Alla guida della sezione del NCCR dedicata alla robotica di soccorso c’è un italiano, Davide Scaramuzza, che con la sua squadra ha già realizzato diversi droni per l’esplorazione in caso di calamità naturali. Grazie alla loro forma compatta e agile in un prossimo futuro potranno essere impiegati ad esempio per entrare in edifici divenuti pericolanti a causa di un terremoto, per individuare persone risucchiate dalle correnti di un fiume esondato e altro ancora.

In molti casi l’uso dei droni è già diventato pane quotidiano. La Rega, fondazione privata svizzera per il soccorso aereo alpino, ha in dotazione un velivolo senza guidatore dotato di telecamere, dispositivi per la rilevazione delle onde elettromagnetiche dei telefoni cellulari e sensori per il riconoscimento di persone sulla superficie montuosa. Svizzera è anche la WeRobotics, che sta utilizzando i suoi droni in zone periferiche si alcuni paesi sottosviluppati per ricerca e salvataggio di persone in pericolo. 

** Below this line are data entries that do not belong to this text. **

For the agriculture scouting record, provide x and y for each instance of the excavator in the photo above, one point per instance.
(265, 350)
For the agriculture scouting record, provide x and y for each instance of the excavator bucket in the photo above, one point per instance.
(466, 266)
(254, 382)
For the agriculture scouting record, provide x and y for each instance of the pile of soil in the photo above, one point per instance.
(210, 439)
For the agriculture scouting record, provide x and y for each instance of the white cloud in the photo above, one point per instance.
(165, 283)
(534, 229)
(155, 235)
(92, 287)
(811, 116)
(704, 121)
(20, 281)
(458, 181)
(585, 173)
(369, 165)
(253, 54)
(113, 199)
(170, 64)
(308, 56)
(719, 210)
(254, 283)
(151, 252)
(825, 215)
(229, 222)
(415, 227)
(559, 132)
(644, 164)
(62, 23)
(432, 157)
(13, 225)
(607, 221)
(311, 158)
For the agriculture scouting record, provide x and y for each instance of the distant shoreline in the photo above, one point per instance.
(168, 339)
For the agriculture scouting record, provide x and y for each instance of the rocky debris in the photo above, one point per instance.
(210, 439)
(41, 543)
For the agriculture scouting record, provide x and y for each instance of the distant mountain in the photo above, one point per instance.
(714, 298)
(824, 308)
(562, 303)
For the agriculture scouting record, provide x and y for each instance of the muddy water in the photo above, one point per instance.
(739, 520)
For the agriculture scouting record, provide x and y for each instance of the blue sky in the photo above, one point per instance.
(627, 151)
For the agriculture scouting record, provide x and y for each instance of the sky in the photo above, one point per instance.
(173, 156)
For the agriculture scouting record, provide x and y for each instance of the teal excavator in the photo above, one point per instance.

Uno dei principali nemici per il loro impiego su larga scala resta l’autonomia visto che la durata media delle batterie intorno ai 30 minuti arriva nelle realizzazioni più sofisticate come l’elicottero della Rega a 2 ore. 

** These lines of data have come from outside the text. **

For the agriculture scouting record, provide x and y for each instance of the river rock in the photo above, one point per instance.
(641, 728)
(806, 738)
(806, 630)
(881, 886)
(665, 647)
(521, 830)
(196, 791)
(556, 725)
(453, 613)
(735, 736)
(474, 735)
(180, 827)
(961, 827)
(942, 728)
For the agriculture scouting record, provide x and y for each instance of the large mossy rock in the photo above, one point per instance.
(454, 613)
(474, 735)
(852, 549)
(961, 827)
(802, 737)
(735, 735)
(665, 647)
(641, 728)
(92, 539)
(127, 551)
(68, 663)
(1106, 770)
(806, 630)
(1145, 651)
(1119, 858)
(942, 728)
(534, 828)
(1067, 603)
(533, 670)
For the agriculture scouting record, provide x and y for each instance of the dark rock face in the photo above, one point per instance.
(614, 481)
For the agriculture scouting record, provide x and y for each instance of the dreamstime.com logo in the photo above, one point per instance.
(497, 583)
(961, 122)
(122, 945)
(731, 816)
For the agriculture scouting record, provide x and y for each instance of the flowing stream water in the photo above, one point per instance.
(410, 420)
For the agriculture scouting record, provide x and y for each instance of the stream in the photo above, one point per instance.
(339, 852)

L’utilizzo ai fini del soccorso è ancora abbastanza di nicchia, schiacciato da ambiti come l’ispezione di linee elettriche e di ponti. Molte aziende, soprattutto per riscontrare più velocemente un ritorno economico, continuano a considerarla un’applicazione secondaria relegandola più ai reparti di ricerca che a quelli di concreto sviluppo. C’è da dire che questa scelta ha anche un substrato tecnicamente rilevante: i progettisti si stanno ancora interrogando sulla migliore soluzione da adottare per consentirne il volo in condizioni di scarsa visibilità, per ridurne dimensione e peso senza pregiudicare il tempo di volo. 

Il servizio di soccorso del futuro vedrà certamente al centro il diffuso impiego dei droni con questi accorgimenti tecnologici. Essi, già ora dotati di meccanismi per rilevare ed evitare ostacoli e avanzate fotocamere multispettrali per l’identificazione della natura dei materiali in base alla loro riflettanza spettrale, costituiranno un elemento cardine per la sicurezza dell’uomo anche in situazioni attualmente ritenute poco gestibili.